I can't help but think about how many people in the psychology community have pointed to these kinds of "gold standard" medical studies as a model for how psych research should operate.  For example, publicly laying out what the interventions will be specifically, what measures will be used, what the relevant criteria are, what kind of statistical tests will be run, etc. in advance so that there will not be the temptation to fudge things when the data come in.  However, this study shows how that model is no guarantee that the researchers won't fudge things anyway.  I'd argue that in some ways, having the appearance of a gold standard study while being shoddy underneath is even worse because people are more inclined to believe the results. 


mom said...

I really like the tan rabbit.
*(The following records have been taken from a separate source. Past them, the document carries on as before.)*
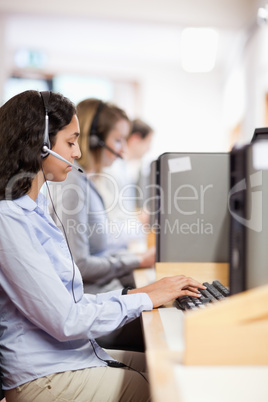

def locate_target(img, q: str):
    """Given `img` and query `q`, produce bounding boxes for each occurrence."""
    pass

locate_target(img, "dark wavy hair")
[0,91,76,200]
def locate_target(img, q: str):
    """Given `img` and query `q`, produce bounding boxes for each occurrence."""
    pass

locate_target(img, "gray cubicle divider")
[156,153,229,262]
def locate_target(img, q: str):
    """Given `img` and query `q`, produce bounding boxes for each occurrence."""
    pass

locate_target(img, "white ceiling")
[0,0,263,29]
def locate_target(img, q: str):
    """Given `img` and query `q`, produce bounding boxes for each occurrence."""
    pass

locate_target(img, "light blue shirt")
[0,194,152,389]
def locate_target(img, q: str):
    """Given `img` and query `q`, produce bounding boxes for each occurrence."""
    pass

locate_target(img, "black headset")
[40,91,83,173]
[89,101,105,149]
[40,91,50,158]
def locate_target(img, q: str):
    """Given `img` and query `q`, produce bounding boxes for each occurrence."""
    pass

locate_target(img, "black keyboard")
[175,281,230,310]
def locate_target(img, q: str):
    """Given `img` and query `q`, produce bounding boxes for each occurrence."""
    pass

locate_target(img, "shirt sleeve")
[51,172,140,285]
[0,212,152,341]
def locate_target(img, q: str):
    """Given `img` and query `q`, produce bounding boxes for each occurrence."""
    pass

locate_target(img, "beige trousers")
[5,350,150,402]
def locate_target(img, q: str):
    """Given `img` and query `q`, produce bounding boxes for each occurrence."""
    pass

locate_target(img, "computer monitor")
[156,153,229,263]
[229,139,268,294]
[251,127,268,142]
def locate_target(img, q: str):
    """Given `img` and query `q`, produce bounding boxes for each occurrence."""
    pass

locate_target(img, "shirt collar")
[14,193,47,212]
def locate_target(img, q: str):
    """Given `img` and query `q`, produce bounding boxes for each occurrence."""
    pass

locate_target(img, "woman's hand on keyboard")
[128,275,206,308]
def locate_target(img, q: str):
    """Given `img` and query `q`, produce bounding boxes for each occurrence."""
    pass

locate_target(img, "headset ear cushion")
[41,142,49,159]
[89,134,100,149]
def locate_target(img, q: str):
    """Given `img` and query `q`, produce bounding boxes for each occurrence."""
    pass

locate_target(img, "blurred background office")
[0,0,268,164]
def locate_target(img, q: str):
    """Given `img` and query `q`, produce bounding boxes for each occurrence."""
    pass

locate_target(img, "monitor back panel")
[156,153,229,262]
[230,140,268,294]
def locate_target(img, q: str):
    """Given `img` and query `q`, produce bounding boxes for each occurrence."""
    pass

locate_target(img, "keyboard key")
[212,281,230,297]
[203,282,224,300]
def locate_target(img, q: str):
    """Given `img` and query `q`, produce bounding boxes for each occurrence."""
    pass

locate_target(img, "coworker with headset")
[50,99,155,294]
[0,91,204,402]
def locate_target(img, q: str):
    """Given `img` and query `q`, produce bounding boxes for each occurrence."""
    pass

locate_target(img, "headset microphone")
[90,135,123,159]
[42,145,83,173]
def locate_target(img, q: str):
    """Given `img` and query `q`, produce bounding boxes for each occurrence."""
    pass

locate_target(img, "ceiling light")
[181,28,219,73]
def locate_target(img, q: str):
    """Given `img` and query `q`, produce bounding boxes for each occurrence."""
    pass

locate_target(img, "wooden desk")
[135,270,268,402]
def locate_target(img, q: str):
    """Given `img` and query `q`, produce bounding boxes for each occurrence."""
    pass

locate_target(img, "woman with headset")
[0,91,204,402]
[50,99,155,294]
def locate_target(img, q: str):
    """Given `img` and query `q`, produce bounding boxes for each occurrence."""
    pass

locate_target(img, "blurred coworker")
[51,99,155,294]
[95,119,154,246]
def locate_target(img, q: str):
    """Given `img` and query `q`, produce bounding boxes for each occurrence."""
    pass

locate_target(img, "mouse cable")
[89,339,149,384]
Beautiful coloring.

Sally said...

I agree, a gorgeous bun.

Tam said...

I feel bad for people with diseases like chronic fatigue that a lot of people don't really believe in, and that seem somewhat easy to fake. The study made me angry because that idea – that it's in your head and you can get better by starting with gentle exercise and working your way up – is exactly the commonsense response a person might have. So it's very detrimental for that seem to be confirmed. I'm sure a lot of people saw those results, it confirmed what they already thought, and they'll never see the arguments against it that came out later.

Sally said...

That's a good point, Tam--it is very harmful to people with the disease who are like, Fuck NO That Doesn't WORK! to have everyone around them thinking, Science says they just need to exercise and they will recover.